米国発の革新を牽引するのは外国人 〜 ジョブズ氏やゲイツ氏は例外的少数派

 米国は革新を牽引する国だと世界からみなされ、故スティーブ・ジョブズ氏のように大学を中退し自宅車庫でベンチャー企業を立ち上げたカリスマ起業家たちの姿が革新力の源泉だと思われている。

 しかし実際には、米国の革新力を引っ張っているのは、米国に住む外国人技術者や起業家であることが、超党派の政策研究団体である情報技術&革新財団(Information Technology & Innovation Foundation、ワシントンDC拠点)の調査で明らかになった。

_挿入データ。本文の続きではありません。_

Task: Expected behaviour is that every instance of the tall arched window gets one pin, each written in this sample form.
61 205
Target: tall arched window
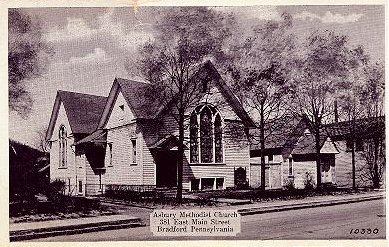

 ウォール・ストリート・ジャーナルが報じた同財団の調査報告書によると、革新的発明に寄与した米国在住の科学者や工学者、技術者らの3分の1以上が米国外生まれだ。米人口に外国人が占める割り合いが13.5%である事実を踏まえると、3分の1以上というのはかなり高い。

 さらに、同団体が900人の特許保有者を調べたところ、外国人発明者の3分の2が博士号を取得していることもわかった。調査対象となった特許保有者全体に占める博士号取得者の割り合いは約50%だった。

 また、発明者らの年齢の中央値は40歳で、ジョブズ氏やビル・ゲイツ氏、マーク・ザッカーバーグ氏といった10代で起業して大成した大学中退者による革新が、わずか一部の例外的な現象であることも浮き彫りにされた。

 今回の調査結果は、外国人技術者の受け入れ枠拡大を議会と政府に働きかけてきた米IT業界にとって追い風だ。

 連邦政府は現在、米国民の雇用促進を支援するために、外国人向け労働査証の発給を厳しくしている。

 調査報告書の著者ロバート・アトキンソン氏は、米国内の技術職需要に応えるだけの科学系および技術系の大卒者が不足しているため、米国の革新力を維持するためには外国人の受け入れを拡大する必要がある、と指摘する。